Techniques for indirectly measuring structural parameters of loaded mechanical elements have also been explored. With these techniques, sensors are remotely positioned from the loaded components of interest. For example, in an airplane, a plurality of sensors can be positioned on the aircraft body. The signal received at these sensors comprises a component due to the loading of the airplane body, as well as a component indicative of the loads on the aircraft wings. Using pre-determined relationships, a processor could ideally isolate the strain information from the element of interest and correlate that data to the loading of the element.
Ascertaining the signal component output loads on helicopter elements is inherently more difficult than for an airplane as the loads imposed upon the various rotating elements are periodic. Systems which have attempted to remotely determine structural parameters in the rotating elements of a helicopter, such as blade strains or moments, have been unsuccessful because the mathematical computations required have been deemed too complex and that the requisite data insufficiently measurable.
An example of a known system with remote sensing is disclosed and claimed in the commonly owned U.S. Pat. No. 4,894,787 and incorporated herein by reference. The '787 system is characterized by an apparatus mounted on the fixed system which receives signals from a rotating system. These signals are provided to a plurality of Fourier coefficient detectors to ascertain the respective Fourier coefficients therefor. Signals corresponding to these coefficients are combined with correlation coefficient signals previously determined. Sine and cosine generators provide signals to component synthesizers which also receive the combined coefficient output signals. The output therefrom is summed into a time dependent signal corresponding to the parameter of interest, such as helicopter blade bending moment.
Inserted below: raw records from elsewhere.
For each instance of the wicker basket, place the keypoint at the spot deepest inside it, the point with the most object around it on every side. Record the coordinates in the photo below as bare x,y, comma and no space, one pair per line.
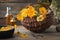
35,26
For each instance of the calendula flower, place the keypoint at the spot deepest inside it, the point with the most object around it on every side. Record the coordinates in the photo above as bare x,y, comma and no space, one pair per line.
20,17
43,10
40,18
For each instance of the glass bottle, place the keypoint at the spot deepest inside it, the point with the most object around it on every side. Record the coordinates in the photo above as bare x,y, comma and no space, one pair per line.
8,16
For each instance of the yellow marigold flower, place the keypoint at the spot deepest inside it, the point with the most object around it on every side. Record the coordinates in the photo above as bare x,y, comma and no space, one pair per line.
31,12
20,17
40,18
24,12
43,10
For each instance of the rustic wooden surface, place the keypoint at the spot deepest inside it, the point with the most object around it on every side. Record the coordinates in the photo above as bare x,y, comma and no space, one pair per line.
18,1
15,8
50,34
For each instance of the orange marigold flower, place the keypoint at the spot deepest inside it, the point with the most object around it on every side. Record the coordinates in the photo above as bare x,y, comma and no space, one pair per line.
43,10
20,17
31,11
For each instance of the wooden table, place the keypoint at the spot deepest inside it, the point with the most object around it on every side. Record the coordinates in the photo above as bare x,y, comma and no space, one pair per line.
49,34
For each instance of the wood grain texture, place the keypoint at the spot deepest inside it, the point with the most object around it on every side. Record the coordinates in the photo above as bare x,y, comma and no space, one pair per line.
15,7
18,0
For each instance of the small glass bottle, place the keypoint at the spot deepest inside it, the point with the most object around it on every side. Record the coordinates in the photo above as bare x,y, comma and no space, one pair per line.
8,16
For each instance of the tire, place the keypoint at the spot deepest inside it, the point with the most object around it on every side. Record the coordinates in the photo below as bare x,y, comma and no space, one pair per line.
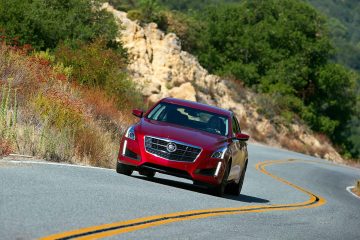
124,169
147,173
235,188
220,189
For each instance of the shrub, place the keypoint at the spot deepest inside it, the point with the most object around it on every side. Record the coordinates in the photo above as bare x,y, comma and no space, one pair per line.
109,74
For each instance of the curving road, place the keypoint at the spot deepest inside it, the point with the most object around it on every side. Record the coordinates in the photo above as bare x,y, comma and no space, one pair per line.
302,199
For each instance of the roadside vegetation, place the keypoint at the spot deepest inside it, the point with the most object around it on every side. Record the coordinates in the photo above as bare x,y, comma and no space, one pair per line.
356,190
283,49
67,98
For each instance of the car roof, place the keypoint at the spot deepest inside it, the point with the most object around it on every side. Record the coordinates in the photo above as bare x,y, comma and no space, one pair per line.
197,105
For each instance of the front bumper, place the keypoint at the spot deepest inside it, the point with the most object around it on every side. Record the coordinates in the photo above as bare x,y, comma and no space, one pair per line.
204,169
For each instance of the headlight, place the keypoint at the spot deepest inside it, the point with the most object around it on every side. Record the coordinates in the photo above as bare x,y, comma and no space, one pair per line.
220,153
130,133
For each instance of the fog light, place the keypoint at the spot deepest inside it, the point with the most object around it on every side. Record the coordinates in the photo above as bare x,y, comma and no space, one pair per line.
217,169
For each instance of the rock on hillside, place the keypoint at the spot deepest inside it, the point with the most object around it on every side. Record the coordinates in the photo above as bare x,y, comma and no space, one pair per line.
162,69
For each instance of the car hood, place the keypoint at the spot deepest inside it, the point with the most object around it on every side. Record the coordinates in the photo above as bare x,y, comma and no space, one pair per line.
179,133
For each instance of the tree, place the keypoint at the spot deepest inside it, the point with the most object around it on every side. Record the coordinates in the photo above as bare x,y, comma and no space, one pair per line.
281,48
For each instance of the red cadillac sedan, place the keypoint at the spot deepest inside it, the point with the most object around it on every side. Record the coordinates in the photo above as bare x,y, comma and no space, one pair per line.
189,140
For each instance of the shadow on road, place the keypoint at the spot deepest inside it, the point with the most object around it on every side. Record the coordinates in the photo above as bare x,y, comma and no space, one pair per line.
201,189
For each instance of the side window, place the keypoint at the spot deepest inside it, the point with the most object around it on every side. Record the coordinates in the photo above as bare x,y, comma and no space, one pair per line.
235,125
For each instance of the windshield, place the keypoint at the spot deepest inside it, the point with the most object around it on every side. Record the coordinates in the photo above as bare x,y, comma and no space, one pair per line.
190,117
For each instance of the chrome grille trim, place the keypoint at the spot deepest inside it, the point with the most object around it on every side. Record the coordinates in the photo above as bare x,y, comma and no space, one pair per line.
184,153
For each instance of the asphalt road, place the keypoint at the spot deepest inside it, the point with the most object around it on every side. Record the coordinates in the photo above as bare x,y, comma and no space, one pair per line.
38,200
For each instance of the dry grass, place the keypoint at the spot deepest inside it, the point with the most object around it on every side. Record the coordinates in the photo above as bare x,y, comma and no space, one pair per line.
55,119
356,190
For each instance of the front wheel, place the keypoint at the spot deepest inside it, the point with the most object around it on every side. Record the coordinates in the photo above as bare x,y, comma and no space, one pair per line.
124,169
235,188
220,189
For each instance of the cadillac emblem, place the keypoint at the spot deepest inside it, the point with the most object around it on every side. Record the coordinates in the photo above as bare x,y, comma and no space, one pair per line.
171,147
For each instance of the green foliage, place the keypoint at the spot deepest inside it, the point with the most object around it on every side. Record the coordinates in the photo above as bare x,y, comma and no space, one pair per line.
344,21
44,23
97,66
282,48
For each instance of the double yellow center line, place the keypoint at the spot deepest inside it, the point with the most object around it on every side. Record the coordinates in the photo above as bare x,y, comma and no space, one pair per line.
116,228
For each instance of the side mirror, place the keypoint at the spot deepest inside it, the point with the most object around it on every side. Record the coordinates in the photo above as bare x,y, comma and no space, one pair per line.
242,137
137,113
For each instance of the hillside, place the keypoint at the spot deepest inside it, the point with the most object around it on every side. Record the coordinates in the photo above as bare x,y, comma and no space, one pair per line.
163,69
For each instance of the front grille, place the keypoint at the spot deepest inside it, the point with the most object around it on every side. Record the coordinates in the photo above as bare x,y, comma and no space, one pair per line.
183,153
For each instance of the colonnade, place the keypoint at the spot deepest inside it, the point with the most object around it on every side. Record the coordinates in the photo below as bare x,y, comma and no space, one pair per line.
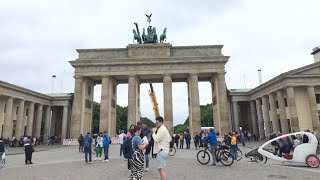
19,117
291,109
82,111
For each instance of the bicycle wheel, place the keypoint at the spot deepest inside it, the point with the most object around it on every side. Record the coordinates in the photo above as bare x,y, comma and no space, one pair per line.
261,159
172,151
226,158
203,157
239,155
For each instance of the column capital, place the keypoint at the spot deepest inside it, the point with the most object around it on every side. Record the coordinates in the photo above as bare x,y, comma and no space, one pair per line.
78,76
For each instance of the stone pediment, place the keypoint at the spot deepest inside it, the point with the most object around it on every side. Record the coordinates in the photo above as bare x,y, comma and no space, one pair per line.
311,69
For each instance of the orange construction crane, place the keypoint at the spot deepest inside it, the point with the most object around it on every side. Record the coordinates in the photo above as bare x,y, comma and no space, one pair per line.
153,98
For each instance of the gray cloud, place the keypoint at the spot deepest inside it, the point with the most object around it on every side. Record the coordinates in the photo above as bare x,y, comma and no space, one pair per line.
38,38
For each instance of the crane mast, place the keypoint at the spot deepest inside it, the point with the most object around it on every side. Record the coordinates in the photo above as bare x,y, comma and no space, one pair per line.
153,98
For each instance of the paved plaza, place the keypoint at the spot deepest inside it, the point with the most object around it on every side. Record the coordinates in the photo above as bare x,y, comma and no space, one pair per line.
66,163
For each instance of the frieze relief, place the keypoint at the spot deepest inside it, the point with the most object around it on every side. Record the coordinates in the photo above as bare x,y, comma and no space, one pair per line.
143,51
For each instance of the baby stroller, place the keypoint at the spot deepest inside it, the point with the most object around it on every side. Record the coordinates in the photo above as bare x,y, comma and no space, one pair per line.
2,160
255,156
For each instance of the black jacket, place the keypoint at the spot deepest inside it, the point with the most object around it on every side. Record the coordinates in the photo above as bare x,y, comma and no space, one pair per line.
1,146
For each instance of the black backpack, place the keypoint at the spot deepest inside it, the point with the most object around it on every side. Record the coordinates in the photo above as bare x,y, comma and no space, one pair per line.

The '787 system is burdened by the need to both decompose the sensed signal into its Fourier components and regenerate a time dependent signal using a multide of function generators. These requirements prevent the '787 system from being used in real time at high frequency and add undesirable complexity and cost. It would be advantageous to have a system for remote monitoring of parameters which would operate entirely in real time with a minimum of components. The present invention is directed towards such a system.